The two mythical sequences in which McMurphy tries to unseal a block of marble by saying “I at least tried” and the one where he mimes the commentary of a non-existent baseball game before the outraged eyes of the nurse are, as such, perfect examples of this resistance to communist power that Forman himself demonstrated.
But the film goes beyond the theme of the repression of authoritarianism, communist or not. Miloš Forman asks: “At what point does an individual who challenges authority cease to be a hero and become a madman? And vice versa, or both?”.
One Flew Over the Cuckoo’s Nest in popular culture
- The songs Welcome Home (Sanitarium) by Metallica, The Therapy of the Band Doctor Flake, and Take Me Home by Phil Collins refer to the film.
- The music video for the song Frei zu Seinby folk metal band In Extremo, Krazy by the rapper Lil Wayne and Basket Case by Green Day also refer to it.
- In Psylo’s song C’est l’heure des médicaments, most of the samples are taken from the French version of the film.
- A quote from Harding can be heard at the beginning The Great Wonder by the band Dagoba, this same quote is used in the song Shadows That Move by the band Mastodon.
- Six episodes of the animated series The Simpsons reference the film, four of which feature scenes and characters that are heavily inspired by it. Especially the episode My Buddy Michael Jackson from season 3, and the episode April Fool’s Day from season 4. Episode 20 of season 10 is also inspired by the work: Bart is forced to work in a retirement home and takes the residents boating.

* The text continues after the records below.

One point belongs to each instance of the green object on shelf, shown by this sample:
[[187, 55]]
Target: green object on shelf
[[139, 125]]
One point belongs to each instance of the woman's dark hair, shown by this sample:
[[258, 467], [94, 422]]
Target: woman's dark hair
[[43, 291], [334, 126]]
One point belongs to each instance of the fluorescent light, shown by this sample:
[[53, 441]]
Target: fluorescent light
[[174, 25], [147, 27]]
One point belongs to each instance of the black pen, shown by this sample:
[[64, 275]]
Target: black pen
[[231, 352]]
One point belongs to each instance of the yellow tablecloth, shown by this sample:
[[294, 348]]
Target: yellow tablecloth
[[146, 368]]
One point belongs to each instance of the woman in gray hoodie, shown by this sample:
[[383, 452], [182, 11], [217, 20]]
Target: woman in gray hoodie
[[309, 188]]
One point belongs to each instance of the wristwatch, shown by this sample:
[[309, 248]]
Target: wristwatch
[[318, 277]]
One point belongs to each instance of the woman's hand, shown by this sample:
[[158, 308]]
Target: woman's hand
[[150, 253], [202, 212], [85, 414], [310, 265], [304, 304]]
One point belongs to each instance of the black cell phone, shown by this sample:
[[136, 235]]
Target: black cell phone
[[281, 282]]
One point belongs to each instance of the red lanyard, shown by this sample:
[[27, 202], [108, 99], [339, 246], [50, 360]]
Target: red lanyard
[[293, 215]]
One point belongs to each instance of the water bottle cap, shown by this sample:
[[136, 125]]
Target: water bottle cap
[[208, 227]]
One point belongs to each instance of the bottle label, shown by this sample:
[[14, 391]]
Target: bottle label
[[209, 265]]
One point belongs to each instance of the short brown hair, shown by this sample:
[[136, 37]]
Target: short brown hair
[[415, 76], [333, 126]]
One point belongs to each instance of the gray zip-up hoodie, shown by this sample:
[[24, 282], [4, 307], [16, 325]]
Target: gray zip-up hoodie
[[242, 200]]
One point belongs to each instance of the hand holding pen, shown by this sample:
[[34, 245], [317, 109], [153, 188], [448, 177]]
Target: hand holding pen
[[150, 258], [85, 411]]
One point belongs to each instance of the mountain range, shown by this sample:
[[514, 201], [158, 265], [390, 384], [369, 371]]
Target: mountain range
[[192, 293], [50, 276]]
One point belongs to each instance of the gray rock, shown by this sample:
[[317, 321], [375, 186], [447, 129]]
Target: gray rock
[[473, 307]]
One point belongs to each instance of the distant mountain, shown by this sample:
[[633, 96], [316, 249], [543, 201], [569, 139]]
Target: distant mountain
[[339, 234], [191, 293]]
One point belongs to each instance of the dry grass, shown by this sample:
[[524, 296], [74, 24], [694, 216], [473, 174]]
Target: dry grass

- An episode of Futurama (created by Matt Groening, creator of The Simpsons) also references the movie: One Flew Over the Cart of a Robot (episode 11 of season 3).
- An episode of the Supernatural series refers to the movie: One Flew Over the Nest of Demons.
- In an episode of the series Homeland, Carrie Mathison refers to it.
- In season 3 episode 17 of the series At the White House, CJ Cregg references the film.
- In Les Allumés, the episode Mettle (season 2, episode 7) parodies this film through the adventures of Daisy.
- Nurse Ratched is one of the fictional characters working at Storybrooke Hospital in the television series Once Upon a Time.
- In episode 10 of season 4 of the series Philadelphia, Frank Reynolds played by Danny DeVito, who plays Martini in the film, is hospitalized in a mental asylum. He escapes at the end of the episode by asking a character he calls “Chief” to tear off a water fountain and throw it through a window.
- Series released on Netflix in September 2020, Ratched is devoted entirely to the nurse of the same name. The facts take place well before the film, we discover her past which leads us to understand why she becomes the heartless nurse in the film. A season 2 is planned.
- The adventure game Runaway: A Twist of Fate references the film, through a level where the hero is committed to a mental hospital with great similarities to the work of Miloš Forman.
- The adventure game also with the same name One Flew Over the Cuckoo’s Nest
- The creators of the survival-horror Silent Hill: Downpoursaid that the film served as an inspiration for them, among other things. In addition, the name of the hero, Murphy Pendleton, clearly refers to the film (the protagonist is named McMurphy, and the prison where he was incarcerated was named Pendleton).